Embedding-Only Training

Updated 15 November 2025

Embedding-only training is a machine learning paradigm that updates model parameters exclusively through losses on fixed-length embeddings from pre-trained encoders.
Techniques like embedding inversion and noise injection are used to bridge modality gaps, enabling tasks such as zero-shot captioning and retrieval.
Empirical results demonstrate competitive performance with reduced dependence on paired data, paving the way for advancements in semi- and weakly supervised learning.

Embedding-only training refers to a family of machine learning paradigms in which all learnable model parameters are updated exclusively via losses and objectives that act on vector embeddings—fixed-length representations of data—rather than through any direct pixel-, waveform-, or category-level supervision involving the original raw modalities.
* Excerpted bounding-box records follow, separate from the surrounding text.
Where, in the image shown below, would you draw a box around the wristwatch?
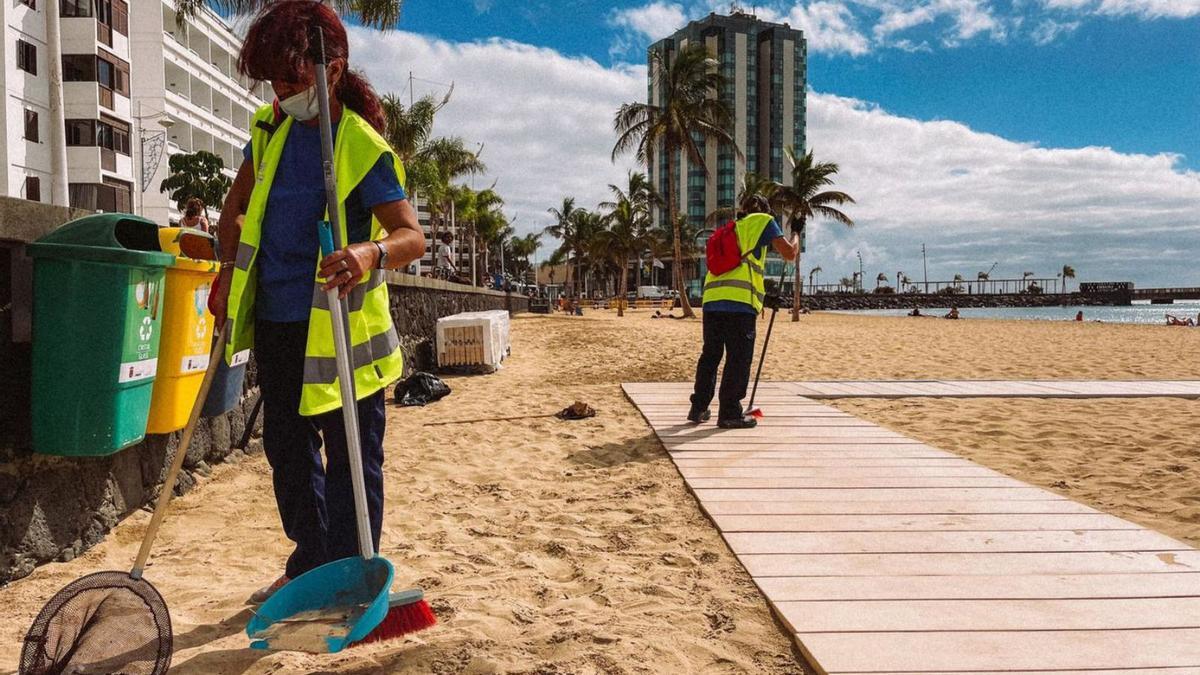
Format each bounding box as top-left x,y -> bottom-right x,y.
372,241 -> 388,269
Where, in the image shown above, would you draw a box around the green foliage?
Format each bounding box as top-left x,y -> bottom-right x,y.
158,150 -> 233,211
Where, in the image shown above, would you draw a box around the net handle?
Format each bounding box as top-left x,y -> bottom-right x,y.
130,322 -> 229,579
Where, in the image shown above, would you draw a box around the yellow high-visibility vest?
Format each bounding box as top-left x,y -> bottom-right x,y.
226,106 -> 404,416
703,214 -> 772,312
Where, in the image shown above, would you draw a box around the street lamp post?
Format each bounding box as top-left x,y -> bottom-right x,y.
133,101 -> 175,215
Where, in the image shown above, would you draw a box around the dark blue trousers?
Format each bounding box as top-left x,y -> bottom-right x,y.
691,311 -> 758,420
254,321 -> 385,579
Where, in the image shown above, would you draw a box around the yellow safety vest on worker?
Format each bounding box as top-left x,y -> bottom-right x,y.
226,106 -> 404,416
703,214 -> 772,312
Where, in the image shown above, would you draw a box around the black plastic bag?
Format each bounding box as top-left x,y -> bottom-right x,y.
396,372 -> 450,406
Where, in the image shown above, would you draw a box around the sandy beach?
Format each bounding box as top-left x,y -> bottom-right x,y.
0,311 -> 1200,675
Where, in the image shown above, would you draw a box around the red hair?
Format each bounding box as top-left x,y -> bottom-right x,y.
238,0 -> 384,133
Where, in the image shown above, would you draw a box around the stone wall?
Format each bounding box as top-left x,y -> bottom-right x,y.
388,273 -> 529,375
0,198 -> 528,585
802,293 -> 1129,310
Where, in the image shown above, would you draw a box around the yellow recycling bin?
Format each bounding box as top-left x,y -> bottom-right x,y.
146,227 -> 218,434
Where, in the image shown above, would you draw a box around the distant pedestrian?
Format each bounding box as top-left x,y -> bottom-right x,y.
179,197 -> 209,233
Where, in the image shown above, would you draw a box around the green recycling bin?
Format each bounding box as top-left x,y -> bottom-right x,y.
28,214 -> 175,456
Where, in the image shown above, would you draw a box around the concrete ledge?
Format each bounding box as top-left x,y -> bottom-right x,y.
384,270 -> 510,298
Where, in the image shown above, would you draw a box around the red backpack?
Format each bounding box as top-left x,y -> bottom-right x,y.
704,220 -> 743,276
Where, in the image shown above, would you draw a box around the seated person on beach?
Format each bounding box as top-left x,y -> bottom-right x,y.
688,196 -> 799,429
1166,313 -> 1196,325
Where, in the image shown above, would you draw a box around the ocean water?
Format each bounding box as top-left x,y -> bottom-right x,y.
838,300 -> 1200,324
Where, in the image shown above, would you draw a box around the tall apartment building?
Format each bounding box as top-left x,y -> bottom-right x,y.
130,0 -> 275,225
0,0 -> 266,225
0,0 -> 133,210
648,11 -> 806,226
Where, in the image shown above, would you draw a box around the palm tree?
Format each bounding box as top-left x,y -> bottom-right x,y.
158,150 -> 233,219
612,43 -> 737,317
593,198 -> 650,316
778,148 -> 854,321
175,0 -> 403,30
542,197 -> 583,295
1062,265 -> 1075,293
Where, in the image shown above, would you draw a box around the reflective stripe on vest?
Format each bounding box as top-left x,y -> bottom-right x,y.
703,214 -> 772,312
226,106 -> 404,416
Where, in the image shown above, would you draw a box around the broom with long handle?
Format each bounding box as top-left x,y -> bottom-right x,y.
313,28 -> 437,644
746,255 -> 800,418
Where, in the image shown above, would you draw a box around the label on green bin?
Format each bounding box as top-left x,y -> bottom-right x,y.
118,269 -> 163,384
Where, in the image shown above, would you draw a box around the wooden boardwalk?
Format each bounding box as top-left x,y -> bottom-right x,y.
776,380 -> 1200,399
624,383 -> 1200,675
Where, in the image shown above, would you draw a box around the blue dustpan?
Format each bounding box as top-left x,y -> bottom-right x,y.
246,556 -> 394,653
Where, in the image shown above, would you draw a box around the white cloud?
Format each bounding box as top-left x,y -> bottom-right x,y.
350,29 -> 1200,285
608,0 -> 688,42
787,1 -> 871,56
1043,0 -> 1200,19
349,28 -> 646,243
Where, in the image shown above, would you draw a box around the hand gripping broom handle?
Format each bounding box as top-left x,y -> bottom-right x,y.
130,323 -> 228,579
746,262 -> 800,412
313,26 -> 374,560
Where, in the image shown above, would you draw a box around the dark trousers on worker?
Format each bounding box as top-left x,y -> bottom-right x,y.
254,321 -> 385,579
691,311 -> 758,420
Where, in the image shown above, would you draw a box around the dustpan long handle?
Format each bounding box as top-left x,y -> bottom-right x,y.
313,28 -> 374,560
130,324 -> 228,579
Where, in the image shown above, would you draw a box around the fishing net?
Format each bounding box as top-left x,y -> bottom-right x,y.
19,572 -> 172,675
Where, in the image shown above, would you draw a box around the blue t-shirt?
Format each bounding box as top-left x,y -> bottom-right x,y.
242,123 -> 406,322
704,219 -> 784,313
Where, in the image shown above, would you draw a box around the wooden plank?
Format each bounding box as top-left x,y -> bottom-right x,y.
738,548 -> 1200,579
713,513 -> 1141,532
724,530 -> 1184,555
774,597 -> 1200,634
796,628 -> 1200,675
695,488 -> 1066,503
755,572 -> 1200,598
673,453 -> 990,471
668,441 -> 962,460
678,464 -> 1002,480
701,500 -> 1099,518
688,476 -> 1026,490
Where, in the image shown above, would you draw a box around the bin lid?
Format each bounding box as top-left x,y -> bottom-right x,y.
28,214 -> 175,267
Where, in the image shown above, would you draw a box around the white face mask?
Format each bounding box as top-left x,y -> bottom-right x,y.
280,84 -> 320,121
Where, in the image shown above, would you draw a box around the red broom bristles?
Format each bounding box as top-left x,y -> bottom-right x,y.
350,599 -> 438,647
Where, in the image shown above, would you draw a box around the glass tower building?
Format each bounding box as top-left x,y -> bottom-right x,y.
648,11 -> 808,236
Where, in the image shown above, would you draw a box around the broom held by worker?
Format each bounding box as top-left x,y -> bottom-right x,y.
688,196 -> 799,429
212,0 -> 425,602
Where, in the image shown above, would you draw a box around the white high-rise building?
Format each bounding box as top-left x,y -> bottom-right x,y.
130,0 -> 275,225
0,0 -> 265,225
0,0 -> 133,210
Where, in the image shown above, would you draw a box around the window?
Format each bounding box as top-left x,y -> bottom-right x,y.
25,110 -> 41,143
67,120 -> 130,155
17,40 -> 37,74
94,0 -> 130,35
59,0 -> 95,18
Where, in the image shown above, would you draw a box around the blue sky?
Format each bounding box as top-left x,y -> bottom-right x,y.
352,0 -> 1200,286
403,0 -> 1200,168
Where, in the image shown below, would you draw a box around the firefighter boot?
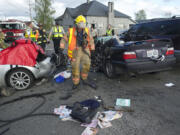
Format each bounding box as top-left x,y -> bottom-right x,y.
72,84 -> 79,90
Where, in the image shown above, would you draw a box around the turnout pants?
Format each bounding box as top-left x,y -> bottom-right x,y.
71,47 -> 91,85
53,38 -> 61,54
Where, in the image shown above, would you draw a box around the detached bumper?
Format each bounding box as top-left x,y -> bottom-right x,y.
113,57 -> 176,73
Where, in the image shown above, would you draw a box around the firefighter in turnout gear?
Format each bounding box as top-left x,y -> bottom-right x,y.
0,28 -> 6,49
106,24 -> 114,36
60,15 -> 96,90
37,23 -> 47,51
48,22 -> 64,54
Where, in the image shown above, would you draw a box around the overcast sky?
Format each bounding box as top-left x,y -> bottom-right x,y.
0,0 -> 180,20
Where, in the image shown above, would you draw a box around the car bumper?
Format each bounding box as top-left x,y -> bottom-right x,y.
0,57 -> 55,87
114,57 -> 176,73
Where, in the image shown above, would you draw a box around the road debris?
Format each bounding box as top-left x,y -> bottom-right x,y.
165,83 -> 175,87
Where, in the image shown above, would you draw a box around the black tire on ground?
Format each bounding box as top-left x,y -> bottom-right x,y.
6,68 -> 34,90
104,60 -> 115,78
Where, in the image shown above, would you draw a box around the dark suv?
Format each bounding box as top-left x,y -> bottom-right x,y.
123,17 -> 180,62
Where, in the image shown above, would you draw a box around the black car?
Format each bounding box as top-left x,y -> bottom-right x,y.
122,17 -> 180,62
92,37 -> 176,78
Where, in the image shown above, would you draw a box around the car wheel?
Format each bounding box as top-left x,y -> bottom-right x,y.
7,68 -> 34,90
104,61 -> 115,78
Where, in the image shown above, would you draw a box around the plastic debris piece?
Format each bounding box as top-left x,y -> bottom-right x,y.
81,127 -> 98,135
54,105 -> 71,119
54,70 -> 71,79
165,83 -> 175,87
98,119 -> 112,128
116,98 -> 131,107
81,119 -> 98,128
55,76 -> 65,83
99,111 -> 123,121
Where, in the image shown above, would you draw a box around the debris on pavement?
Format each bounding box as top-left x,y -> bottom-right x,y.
165,83 -> 175,87
36,78 -> 48,86
54,105 -> 72,119
0,88 -> 16,97
54,70 -> 71,79
116,98 -> 131,107
55,76 -> 65,83
54,97 -> 123,135
54,70 -> 71,83
81,127 -> 98,135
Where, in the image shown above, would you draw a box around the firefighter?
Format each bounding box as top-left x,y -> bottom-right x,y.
48,22 -> 64,54
106,24 -> 114,36
37,23 -> 47,51
0,28 -> 6,49
60,15 -> 96,90
25,22 -> 38,42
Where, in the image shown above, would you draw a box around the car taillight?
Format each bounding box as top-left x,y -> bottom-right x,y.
123,52 -> 136,60
166,47 -> 174,55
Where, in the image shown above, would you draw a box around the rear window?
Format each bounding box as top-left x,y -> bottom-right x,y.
138,19 -> 180,35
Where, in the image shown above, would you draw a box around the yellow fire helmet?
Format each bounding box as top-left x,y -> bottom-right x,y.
75,15 -> 86,24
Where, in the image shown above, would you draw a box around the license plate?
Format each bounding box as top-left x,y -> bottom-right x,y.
147,49 -> 159,57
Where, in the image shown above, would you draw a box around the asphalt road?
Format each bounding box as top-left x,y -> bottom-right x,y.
0,63 -> 180,135
0,45 -> 180,135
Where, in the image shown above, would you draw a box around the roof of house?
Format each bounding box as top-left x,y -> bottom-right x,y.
56,0 -> 130,20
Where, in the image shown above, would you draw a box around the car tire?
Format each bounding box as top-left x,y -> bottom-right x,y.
104,60 -> 115,78
7,68 -> 34,90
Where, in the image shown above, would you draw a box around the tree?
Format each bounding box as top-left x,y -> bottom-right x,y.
164,12 -> 172,18
135,9 -> 146,21
34,0 -> 55,30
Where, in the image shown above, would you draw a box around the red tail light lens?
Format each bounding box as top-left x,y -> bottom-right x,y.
166,47 -> 174,55
123,52 -> 136,60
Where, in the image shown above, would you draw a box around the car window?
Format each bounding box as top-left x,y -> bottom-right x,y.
129,24 -> 140,33
139,20 -> 180,35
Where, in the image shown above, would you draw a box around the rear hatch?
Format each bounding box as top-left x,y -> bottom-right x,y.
123,39 -> 174,62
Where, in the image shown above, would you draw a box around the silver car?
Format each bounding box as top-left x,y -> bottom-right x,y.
0,57 -> 55,90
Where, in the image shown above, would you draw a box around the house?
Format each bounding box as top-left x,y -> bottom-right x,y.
55,0 -> 135,35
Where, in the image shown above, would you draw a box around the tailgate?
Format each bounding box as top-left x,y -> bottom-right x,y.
128,39 -> 174,60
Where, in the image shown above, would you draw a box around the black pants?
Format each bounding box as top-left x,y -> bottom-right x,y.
53,38 -> 61,54
40,43 -> 46,51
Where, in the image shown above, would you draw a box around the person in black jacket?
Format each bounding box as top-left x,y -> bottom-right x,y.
37,23 -> 47,51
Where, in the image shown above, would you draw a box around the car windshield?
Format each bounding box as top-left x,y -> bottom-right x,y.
0,24 -> 22,30
113,35 -> 124,46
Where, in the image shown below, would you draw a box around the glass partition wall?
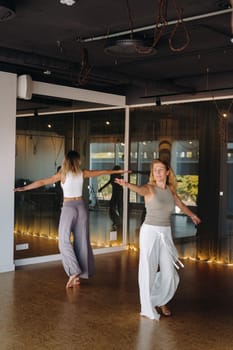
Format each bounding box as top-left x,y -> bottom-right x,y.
15,110 -> 125,259
15,100 -> 233,264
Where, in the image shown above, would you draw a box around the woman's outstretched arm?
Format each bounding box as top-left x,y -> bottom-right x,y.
14,172 -> 61,192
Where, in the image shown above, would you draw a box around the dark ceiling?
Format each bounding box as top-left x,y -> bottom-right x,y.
0,0 -> 233,110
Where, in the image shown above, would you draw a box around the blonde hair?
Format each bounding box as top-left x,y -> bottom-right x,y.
149,159 -> 177,190
61,150 -> 81,176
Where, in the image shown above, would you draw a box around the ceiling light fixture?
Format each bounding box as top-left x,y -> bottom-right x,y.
60,0 -> 76,6
104,39 -> 157,57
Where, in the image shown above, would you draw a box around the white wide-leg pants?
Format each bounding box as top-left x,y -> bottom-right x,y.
138,224 -> 183,320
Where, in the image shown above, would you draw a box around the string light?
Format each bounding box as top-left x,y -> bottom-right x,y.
60,0 -> 76,6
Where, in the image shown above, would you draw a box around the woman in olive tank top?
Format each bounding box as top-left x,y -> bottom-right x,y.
115,159 -> 201,320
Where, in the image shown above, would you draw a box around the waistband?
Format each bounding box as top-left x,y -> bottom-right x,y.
64,196 -> 83,202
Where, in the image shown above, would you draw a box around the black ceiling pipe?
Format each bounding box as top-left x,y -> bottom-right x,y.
0,0 -> 15,22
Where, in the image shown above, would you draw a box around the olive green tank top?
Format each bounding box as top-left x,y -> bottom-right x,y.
144,186 -> 175,226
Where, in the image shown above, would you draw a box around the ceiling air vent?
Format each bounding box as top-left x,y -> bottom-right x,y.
104,39 -> 157,57
0,0 -> 15,22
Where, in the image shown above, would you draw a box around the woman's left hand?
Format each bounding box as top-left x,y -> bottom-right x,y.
190,215 -> 201,225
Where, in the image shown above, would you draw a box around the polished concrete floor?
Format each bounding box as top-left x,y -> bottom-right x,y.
0,251 -> 233,350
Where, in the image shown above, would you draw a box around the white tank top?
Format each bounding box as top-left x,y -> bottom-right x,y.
61,172 -> 83,198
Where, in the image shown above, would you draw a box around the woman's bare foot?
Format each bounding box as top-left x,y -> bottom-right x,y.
66,275 -> 80,288
157,305 -> 172,317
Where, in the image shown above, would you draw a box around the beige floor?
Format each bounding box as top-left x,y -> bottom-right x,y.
0,252 -> 233,350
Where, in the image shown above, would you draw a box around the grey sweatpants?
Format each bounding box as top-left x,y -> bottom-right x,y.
58,200 -> 95,278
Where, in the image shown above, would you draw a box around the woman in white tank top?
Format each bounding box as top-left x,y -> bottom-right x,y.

These approaches typically leverage powerful pre-trained encoders (vision-LLMs, audio-LLMs, or LLMs) whose embedding spaces are assumed to encode the necessary semantic or multimodal correspondences. Supervision is supplied wholly via embeddings, often exploiting modalities with abundant unpaired data, and tasks such as captioning, retrieval, or classification are reframed as mapping to, from, or between these joint embedding spaces. Embedding-only training has enabled state-of-the-art performance with substantially reduced dependence on paired or labeled multimodal data and has stimulated new lines of inquiry in semi- and weakly supervised representation learning.

1. Core Principles of Embedding-Only Training

The essential principle of embedding-only training is the decoupling of parameter updates from direct access to paired cross-modal supervision. Instead, models are structured such that losses—typically autoregressive or contrastive—are computed solely on embeddings produced by frozen (pre-trained) modality-specific encoders. In typical use cases:

All encoders (e.g., CLIP’s image and text encoders, CLAP’s audio and text encoders, LLMs for text) are held fixed.
The only learned parameters reside in decoders, mapping networks, or additional heads (e.g., a decoder for natural language generation conditioned on embeddings, or a projection head for fixed-dimension representations).
Training is performed exclusively on one accessible modality (usually text), and embeddings from other modalities (images, audio) are used only at inference/test time.
The practical implication is that large, unpaired datasets can be fully utilized, as the embedding geometry is already aligned to cross-modal semantics via contrastive pre-training.

This paradigm relies crucially on the joint embedding spaces produced by models such as CLIP, CLAP, and LLM-derived encoders, which are optimized to align semantically corresponding inputs from disparate modalities.

2. Representative Methodologies

A variety of concrete architectures and training schemes instantiate embedding-only training across tasks and modalities. Some canonical approaches include:

a) Embedding-Inversion for Captioning (CapDec, WSAC)

For image captioning (Nukrai et al., 2022) and automated audio captioning (Kouzelis et al., 2023), embedding-only training proceeds as follows:

Frozen encoders: CLIP (or CLAP) encoders for both modalities (e.g., image and text or audio and text) remain unchanged.
Decoder learning: A trainable decoder (autoregressive LLM or shallow decoder, such as GPT-2 or a 4-layer transformer) is optimized to reconstruct text, conditioned only on the corresponding text modality embedding.
Train/test decoupling: At training, the decoder learns to invert text-encoder embeddings (via text-only data); at inference, image or audio embeddings (in the same space) are fed to the decoder, yielding zero-shot cross-modal generation.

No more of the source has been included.